Interests My research interests include Bayesian modeling, spatial and space-time statistics, categorical data, and applications to environmental and epidemiological data.
Considering Spatial Confounding: Joint work with Kori Kahn in the Department of Statistics at Iowa State University. ArXiv paper
Generalized Poisson-P Regression Estimation: Joint work with Easton Huch, currently a PhD student in Statistics at The University of Michigan.
Bayesian analyses for medical applications: Joint work with Greg Snow in the Department of Statistics at BYU, and two undergraduate students, Abby Kennedy and Emmelia Cieslewicz. This work consists of two projects. The first looks at providing tools to help experts wisely choose prior distributions for treatment means. The second is an approach to correctly measure uncertainty in quantile regression for non-normally distributed residuals.

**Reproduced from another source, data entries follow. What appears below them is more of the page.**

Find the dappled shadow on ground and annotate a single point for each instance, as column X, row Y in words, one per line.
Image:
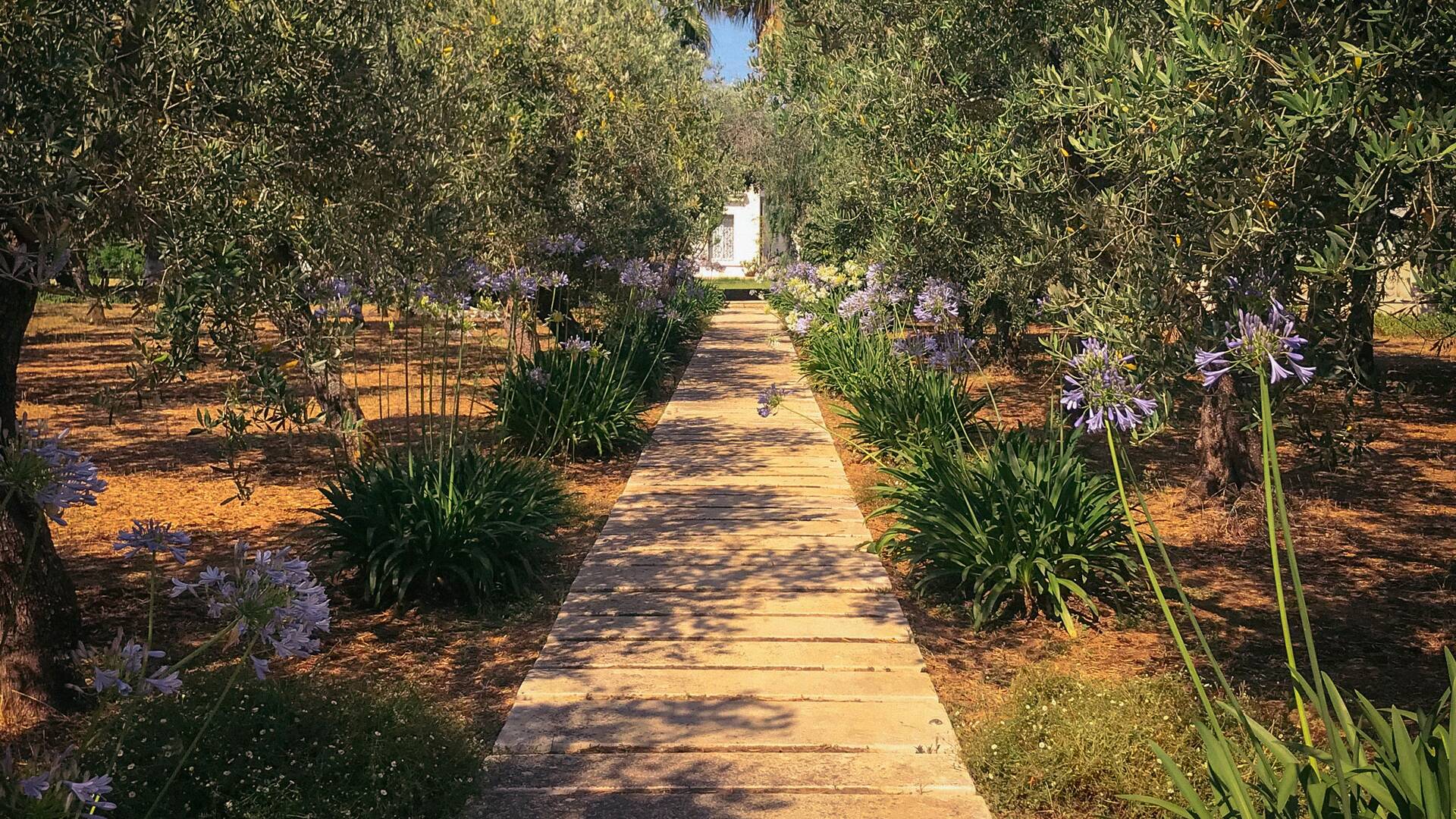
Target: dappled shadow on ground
column 471, row 664
column 1376, row 548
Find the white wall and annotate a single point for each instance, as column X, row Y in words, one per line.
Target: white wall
column 747, row 215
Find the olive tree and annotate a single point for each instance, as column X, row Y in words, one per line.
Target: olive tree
column 255, row 150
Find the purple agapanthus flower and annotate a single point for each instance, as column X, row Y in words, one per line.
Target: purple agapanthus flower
column 940, row 303
column 91, row 795
column 951, row 352
column 769, row 400
column 39, row 464
column 565, row 243
column 1264, row 346
column 153, row 537
column 948, row 350
column 1101, row 388
column 875, row 303
column 516, row 281
column 641, row 273
column 912, row 344
column 273, row 596
column 121, row 668
column 36, row 786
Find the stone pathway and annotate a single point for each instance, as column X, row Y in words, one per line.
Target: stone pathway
column 727, row 651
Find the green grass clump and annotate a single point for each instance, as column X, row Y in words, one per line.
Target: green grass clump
column 296, row 748
column 457, row 525
column 1021, row 528
column 576, row 404
column 1066, row 745
column 1416, row 325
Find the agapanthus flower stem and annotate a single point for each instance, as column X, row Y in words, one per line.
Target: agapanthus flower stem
column 201, row 730
column 1274, row 485
column 1158, row 591
column 1267, row 445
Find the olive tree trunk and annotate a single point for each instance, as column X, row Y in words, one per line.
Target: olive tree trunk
column 39, row 618
column 1225, row 461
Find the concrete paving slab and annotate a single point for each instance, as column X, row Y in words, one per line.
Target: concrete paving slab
column 726, row 725
column 733, row 602
column 733, row 627
column 731, row 654
column 727, row 649
column 764, row 773
column 733, row 805
column 723, row 684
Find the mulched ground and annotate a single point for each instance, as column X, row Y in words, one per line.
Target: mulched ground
column 1376, row 542
column 471, row 664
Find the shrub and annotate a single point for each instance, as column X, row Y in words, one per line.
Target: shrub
column 836, row 356
column 1022, row 528
column 462, row 525
column 1066, row 745
column 571, row 403
column 909, row 409
column 302, row 748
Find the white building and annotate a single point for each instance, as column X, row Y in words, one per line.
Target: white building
column 736, row 242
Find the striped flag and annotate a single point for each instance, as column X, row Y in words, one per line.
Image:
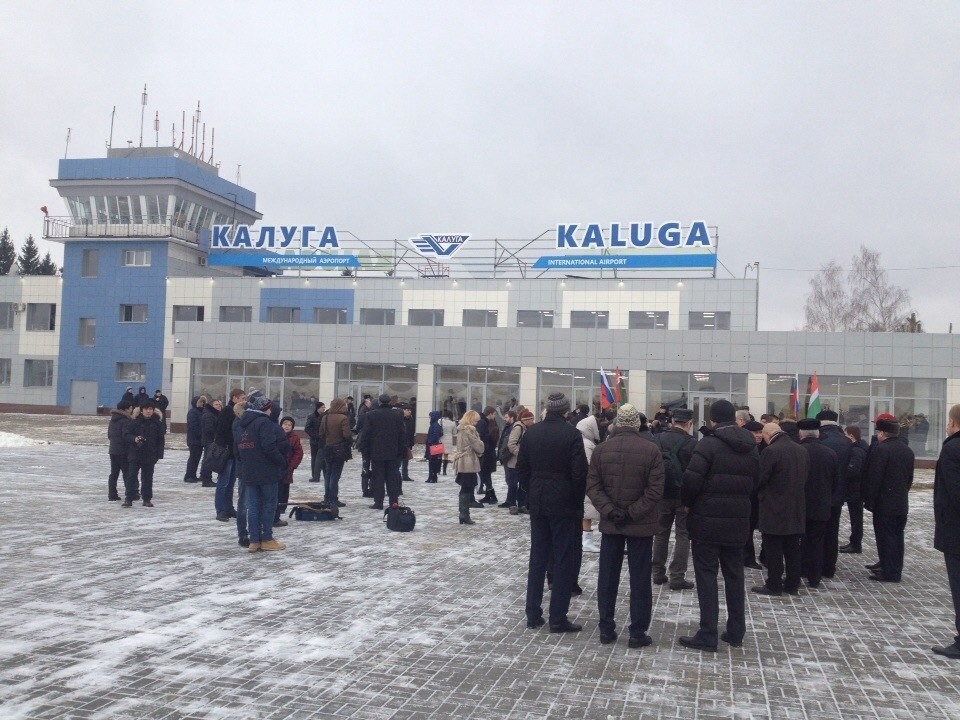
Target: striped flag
column 813, row 409
column 795, row 397
column 607, row 398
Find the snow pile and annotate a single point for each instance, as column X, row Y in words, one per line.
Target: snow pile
column 13, row 440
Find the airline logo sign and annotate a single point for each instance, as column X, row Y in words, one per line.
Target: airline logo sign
column 252, row 247
column 438, row 246
column 672, row 247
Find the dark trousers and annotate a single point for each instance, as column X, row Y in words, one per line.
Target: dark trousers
column 855, row 508
column 782, row 552
column 707, row 559
column 889, row 532
column 953, row 577
column 486, row 480
column 283, row 494
column 812, row 551
column 145, row 471
column 556, row 535
column 118, row 465
column 384, row 478
column 831, row 542
column 639, row 562
column 193, row 462
column 315, row 472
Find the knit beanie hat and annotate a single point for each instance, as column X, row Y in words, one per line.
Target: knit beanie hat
column 723, row 411
column 557, row 402
column 628, row 416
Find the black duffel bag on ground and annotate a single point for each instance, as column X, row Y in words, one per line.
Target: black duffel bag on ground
column 399, row 518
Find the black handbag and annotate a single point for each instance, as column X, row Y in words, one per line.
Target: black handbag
column 399, row 518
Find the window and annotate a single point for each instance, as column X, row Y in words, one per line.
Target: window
column 595, row 319
column 133, row 313
column 41, row 317
column 136, row 258
column 236, row 313
column 6, row 316
column 132, row 372
column 377, row 316
column 535, row 318
column 648, row 320
column 283, row 314
column 710, row 321
column 90, row 263
column 88, row 332
column 425, row 317
column 480, row 318
column 330, row 316
column 38, row 373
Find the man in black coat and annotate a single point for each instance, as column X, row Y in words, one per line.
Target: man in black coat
column 887, row 482
column 819, row 490
column 781, row 498
column 382, row 441
column 854, row 472
column 717, row 485
column 831, row 435
column 946, row 514
column 552, row 470
column 312, row 429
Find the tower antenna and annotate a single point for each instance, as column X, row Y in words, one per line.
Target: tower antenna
column 143, row 108
column 112, row 116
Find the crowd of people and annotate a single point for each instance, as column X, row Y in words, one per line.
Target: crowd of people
column 789, row 479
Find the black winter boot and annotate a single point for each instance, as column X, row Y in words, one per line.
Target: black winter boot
column 465, row 510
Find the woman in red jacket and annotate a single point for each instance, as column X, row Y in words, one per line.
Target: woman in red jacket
column 287, row 423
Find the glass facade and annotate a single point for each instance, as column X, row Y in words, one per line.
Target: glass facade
column 919, row 404
column 581, row 385
column 458, row 388
column 294, row 385
column 694, row 390
column 359, row 379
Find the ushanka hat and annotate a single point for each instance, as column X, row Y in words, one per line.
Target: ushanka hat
column 557, row 402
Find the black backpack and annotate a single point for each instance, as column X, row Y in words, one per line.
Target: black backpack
column 673, row 470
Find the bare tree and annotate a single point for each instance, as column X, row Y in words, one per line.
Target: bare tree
column 866, row 302
column 828, row 305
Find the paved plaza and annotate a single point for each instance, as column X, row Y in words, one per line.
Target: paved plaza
column 157, row 613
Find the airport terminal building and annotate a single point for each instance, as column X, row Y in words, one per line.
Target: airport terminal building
column 171, row 281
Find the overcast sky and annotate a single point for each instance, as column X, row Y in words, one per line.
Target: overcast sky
column 801, row 130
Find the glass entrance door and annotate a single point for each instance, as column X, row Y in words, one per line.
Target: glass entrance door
column 700, row 404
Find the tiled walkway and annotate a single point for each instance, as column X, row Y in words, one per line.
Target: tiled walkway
column 157, row 613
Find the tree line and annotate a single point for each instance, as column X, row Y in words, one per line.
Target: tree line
column 27, row 261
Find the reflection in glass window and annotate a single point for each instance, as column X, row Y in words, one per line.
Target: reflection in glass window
column 428, row 318
column 709, row 320
column 480, row 318
column 596, row 319
column 535, row 318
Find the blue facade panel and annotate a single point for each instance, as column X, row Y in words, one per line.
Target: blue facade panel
column 142, row 168
column 306, row 299
column 100, row 297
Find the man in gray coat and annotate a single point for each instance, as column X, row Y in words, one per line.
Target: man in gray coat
column 625, row 484
column 784, row 466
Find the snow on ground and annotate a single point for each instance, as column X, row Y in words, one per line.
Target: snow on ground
column 157, row 613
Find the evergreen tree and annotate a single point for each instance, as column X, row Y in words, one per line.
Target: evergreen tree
column 8, row 252
column 28, row 263
column 47, row 266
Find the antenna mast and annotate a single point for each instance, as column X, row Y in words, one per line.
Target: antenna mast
column 112, row 116
column 143, row 107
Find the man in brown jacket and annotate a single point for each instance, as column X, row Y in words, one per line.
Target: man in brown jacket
column 625, row 483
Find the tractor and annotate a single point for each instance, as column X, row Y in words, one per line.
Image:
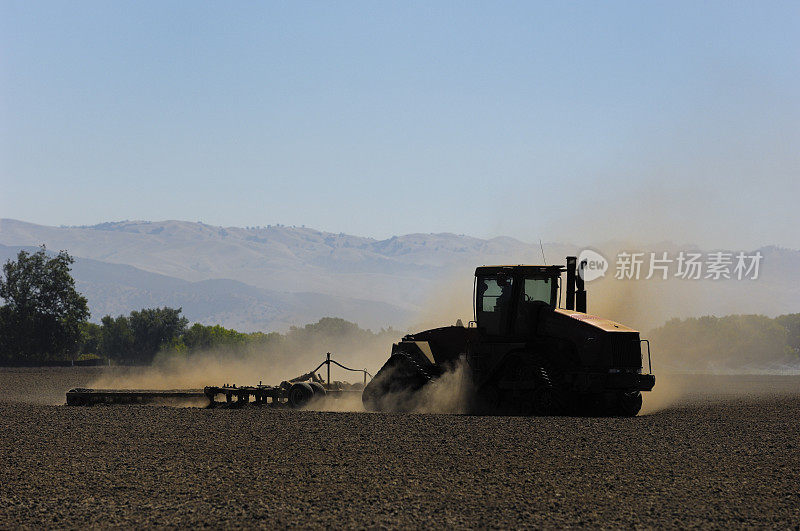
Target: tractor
column 525, row 355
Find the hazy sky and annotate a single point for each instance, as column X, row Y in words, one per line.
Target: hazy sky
column 570, row 121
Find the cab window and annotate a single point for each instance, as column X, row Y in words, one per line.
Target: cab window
column 494, row 299
column 537, row 289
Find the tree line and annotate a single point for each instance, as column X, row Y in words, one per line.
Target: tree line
column 44, row 319
column 729, row 342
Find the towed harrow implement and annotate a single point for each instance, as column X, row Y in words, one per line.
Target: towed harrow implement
column 295, row 393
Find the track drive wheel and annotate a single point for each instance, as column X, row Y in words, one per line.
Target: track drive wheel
column 393, row 384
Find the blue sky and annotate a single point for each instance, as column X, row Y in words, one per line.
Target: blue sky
column 579, row 121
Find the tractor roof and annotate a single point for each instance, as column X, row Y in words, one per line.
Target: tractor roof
column 523, row 269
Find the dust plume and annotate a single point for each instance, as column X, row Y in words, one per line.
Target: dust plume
column 452, row 393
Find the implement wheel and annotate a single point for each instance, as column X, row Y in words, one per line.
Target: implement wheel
column 628, row 404
column 319, row 390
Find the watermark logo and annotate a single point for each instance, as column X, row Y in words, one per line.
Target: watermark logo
column 595, row 267
column 684, row 265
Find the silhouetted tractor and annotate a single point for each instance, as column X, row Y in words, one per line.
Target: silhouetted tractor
column 525, row 355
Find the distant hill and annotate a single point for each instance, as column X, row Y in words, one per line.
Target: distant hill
column 270, row 277
column 114, row 289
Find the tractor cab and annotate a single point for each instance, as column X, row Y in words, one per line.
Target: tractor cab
column 508, row 299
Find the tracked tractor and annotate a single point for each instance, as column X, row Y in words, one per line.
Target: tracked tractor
column 524, row 354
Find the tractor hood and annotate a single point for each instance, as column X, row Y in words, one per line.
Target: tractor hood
column 595, row 321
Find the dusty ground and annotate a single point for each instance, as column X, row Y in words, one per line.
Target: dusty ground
column 729, row 458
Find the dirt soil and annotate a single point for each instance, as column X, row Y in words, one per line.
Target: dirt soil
column 726, row 458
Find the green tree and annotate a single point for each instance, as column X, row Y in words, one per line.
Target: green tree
column 43, row 313
column 154, row 329
column 91, row 338
column 116, row 338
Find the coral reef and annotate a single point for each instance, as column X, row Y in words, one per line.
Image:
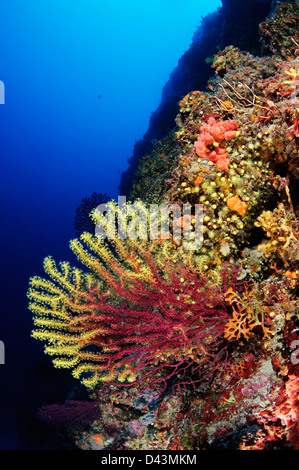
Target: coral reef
column 195, row 349
column 83, row 222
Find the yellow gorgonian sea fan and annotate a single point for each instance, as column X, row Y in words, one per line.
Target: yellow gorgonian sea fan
column 126, row 318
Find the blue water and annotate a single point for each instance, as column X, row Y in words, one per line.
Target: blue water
column 81, row 80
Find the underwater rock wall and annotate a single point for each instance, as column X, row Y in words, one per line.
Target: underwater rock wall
column 229, row 25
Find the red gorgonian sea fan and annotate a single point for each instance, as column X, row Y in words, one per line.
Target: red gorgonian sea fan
column 127, row 319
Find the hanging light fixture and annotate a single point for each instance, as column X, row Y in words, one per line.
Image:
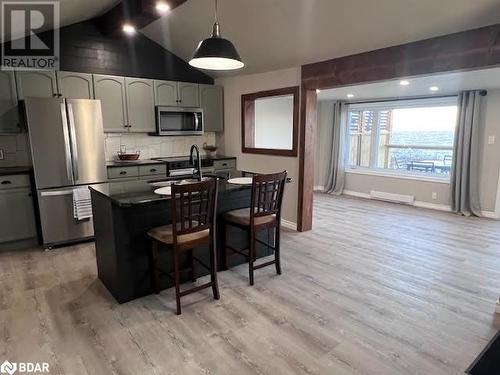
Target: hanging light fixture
column 216, row 53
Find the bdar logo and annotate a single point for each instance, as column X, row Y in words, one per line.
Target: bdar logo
column 8, row 368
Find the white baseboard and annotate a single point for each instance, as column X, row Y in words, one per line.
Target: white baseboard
column 288, row 224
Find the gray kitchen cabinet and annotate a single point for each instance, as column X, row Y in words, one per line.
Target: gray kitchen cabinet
column 188, row 94
column 9, row 112
column 73, row 85
column 212, row 102
column 41, row 84
column 140, row 104
column 111, row 91
column 17, row 219
column 165, row 93
column 173, row 94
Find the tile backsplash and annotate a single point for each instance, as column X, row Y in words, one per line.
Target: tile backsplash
column 153, row 147
column 14, row 149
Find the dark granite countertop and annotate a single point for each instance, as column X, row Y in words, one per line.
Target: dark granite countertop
column 132, row 163
column 139, row 192
column 4, row 171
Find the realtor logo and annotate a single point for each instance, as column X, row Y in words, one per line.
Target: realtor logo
column 8, row 368
column 30, row 35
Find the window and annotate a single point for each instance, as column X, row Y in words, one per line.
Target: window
column 270, row 122
column 407, row 136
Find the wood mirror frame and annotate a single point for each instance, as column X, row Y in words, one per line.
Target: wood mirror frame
column 248, row 120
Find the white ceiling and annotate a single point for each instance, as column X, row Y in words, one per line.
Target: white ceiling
column 449, row 84
column 276, row 34
column 73, row 11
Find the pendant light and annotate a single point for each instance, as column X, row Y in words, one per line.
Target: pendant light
column 216, row 53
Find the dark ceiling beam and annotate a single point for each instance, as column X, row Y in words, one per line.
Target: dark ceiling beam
column 140, row 13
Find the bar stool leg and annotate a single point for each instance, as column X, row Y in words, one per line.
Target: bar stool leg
column 155, row 273
column 177, row 282
column 251, row 256
column 277, row 250
column 213, row 269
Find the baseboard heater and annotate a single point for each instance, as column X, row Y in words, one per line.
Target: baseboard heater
column 390, row 197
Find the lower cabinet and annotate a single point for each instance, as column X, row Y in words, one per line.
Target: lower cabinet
column 17, row 215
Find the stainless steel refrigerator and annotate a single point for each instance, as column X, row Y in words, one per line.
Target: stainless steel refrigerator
column 67, row 148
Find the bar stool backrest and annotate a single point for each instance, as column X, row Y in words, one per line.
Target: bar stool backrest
column 267, row 195
column 193, row 207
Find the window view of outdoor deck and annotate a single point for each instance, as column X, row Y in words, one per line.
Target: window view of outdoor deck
column 411, row 137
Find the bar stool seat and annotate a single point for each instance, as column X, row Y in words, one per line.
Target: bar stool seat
column 242, row 217
column 165, row 234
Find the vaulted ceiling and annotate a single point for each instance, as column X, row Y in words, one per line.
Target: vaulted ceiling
column 275, row 34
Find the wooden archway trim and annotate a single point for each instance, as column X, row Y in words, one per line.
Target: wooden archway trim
column 473, row 49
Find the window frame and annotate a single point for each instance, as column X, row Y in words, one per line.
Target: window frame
column 248, row 121
column 391, row 105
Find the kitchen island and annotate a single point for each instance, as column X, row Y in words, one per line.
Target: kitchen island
column 125, row 211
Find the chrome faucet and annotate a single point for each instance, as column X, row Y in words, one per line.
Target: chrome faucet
column 198, row 159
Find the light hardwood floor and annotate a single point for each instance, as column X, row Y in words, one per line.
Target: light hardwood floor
column 375, row 288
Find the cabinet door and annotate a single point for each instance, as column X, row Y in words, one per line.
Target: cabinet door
column 166, row 93
column 17, row 216
column 110, row 90
column 75, row 85
column 140, row 104
column 40, row 84
column 212, row 102
column 188, row 94
column 9, row 112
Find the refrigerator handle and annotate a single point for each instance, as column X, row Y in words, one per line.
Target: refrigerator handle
column 74, row 144
column 67, row 146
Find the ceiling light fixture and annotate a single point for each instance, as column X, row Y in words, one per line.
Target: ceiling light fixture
column 216, row 53
column 128, row 29
column 162, row 7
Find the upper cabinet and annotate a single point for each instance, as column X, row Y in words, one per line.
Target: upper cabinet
column 188, row 94
column 42, row 84
column 9, row 112
column 75, row 85
column 111, row 91
column 212, row 102
column 172, row 94
column 166, row 93
column 140, row 104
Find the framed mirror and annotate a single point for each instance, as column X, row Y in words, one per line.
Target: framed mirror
column 270, row 121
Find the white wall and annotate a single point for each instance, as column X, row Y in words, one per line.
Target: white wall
column 422, row 190
column 234, row 87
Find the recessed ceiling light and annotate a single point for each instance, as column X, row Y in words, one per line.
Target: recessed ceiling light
column 128, row 29
column 162, row 7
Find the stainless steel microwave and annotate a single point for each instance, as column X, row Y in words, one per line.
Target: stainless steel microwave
column 179, row 121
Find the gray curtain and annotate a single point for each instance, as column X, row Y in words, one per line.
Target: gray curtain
column 336, row 167
column 464, row 176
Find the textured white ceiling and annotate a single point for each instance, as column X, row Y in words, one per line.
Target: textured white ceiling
column 276, row 34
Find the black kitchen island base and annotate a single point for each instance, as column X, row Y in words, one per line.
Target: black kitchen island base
column 124, row 212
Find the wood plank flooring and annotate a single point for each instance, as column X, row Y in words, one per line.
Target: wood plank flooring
column 375, row 288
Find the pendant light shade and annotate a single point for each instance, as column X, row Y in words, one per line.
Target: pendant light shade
column 216, row 53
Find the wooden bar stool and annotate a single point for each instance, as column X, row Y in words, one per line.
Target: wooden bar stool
column 264, row 213
column 193, row 225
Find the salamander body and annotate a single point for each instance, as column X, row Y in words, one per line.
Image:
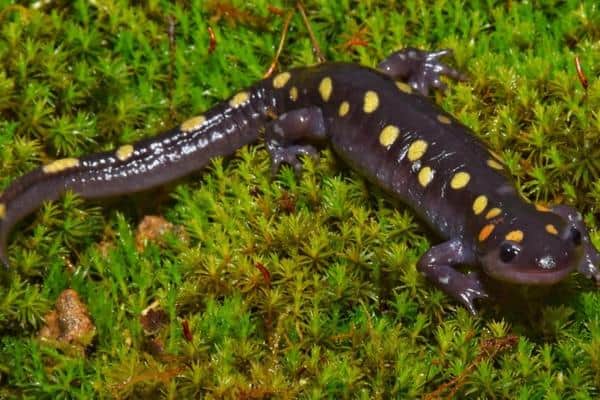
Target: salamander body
column 381, row 124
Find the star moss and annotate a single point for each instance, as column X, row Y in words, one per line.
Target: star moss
column 293, row 286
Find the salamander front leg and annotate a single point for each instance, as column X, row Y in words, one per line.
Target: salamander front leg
column 294, row 134
column 437, row 265
column 421, row 69
column 590, row 262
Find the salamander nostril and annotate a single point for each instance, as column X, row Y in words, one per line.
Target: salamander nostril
column 508, row 252
column 575, row 236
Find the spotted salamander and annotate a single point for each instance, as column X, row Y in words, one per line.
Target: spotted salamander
column 378, row 121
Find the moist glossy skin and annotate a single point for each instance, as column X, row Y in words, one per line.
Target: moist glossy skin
column 383, row 128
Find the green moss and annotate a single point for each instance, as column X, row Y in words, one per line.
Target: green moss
column 342, row 312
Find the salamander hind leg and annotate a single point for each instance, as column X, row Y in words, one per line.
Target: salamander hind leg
column 294, row 134
column 421, row 69
column 437, row 266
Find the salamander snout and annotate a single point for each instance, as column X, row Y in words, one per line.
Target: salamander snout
column 542, row 253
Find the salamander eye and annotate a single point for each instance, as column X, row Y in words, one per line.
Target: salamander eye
column 508, row 252
column 575, row 236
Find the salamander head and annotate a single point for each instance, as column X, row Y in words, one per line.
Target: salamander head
column 536, row 248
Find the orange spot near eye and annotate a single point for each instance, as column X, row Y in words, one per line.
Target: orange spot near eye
column 551, row 229
column 515, row 236
column 485, row 232
column 542, row 208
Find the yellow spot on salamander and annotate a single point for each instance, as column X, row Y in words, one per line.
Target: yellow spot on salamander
column 281, row 79
column 425, row 176
column 542, row 208
column 479, row 204
column 495, row 155
column 460, row 180
column 294, row 93
column 551, row 229
column 60, row 165
column 444, row 120
column 193, row 123
column 371, row 102
column 494, row 164
column 515, row 236
column 404, row 87
column 493, row 213
column 124, row 152
column 239, row 99
column 325, row 88
column 388, row 135
column 417, row 149
column 344, row 108
column 485, row 232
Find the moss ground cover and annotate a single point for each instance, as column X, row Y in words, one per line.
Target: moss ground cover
column 292, row 286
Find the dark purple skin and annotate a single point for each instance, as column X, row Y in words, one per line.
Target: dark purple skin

Examining the spread of COVID-19 through a university community: Joint work with Chantel Sloan in the Health Science Department at BYU and Mike Goodrich in the Computer Science Department at BYU. Using an agent-based model (ABM), we examine impact of different SARS-CoV-2 mitigation strategies on health outcomes. Inputs for the ABM are found using a Bayesian meta-analysis approach.
Bayesian Spatial Probit Model for Categorical Data: Research building extensively on my dissertation work with Kate Calder at The Ohio State University. R package for binary spatial classification: spProbit (Berrett, C. and Calder, C. A. "Bayesian spatial binary classification," Spatial Statistics, 16, 72-102.)
Scalable Statistical Validation and Uncertainty Quantification for Large Spatio-Temporal Datasets: NSF grant with Matt Heaton and Shane Reese in the Statistics Department at BYU, Will Kleiber in the Applied Math Department at UC-Boulder, and Doug Nychka in the Department of Applied Mathematics and Statistics at Colorado School of Mines.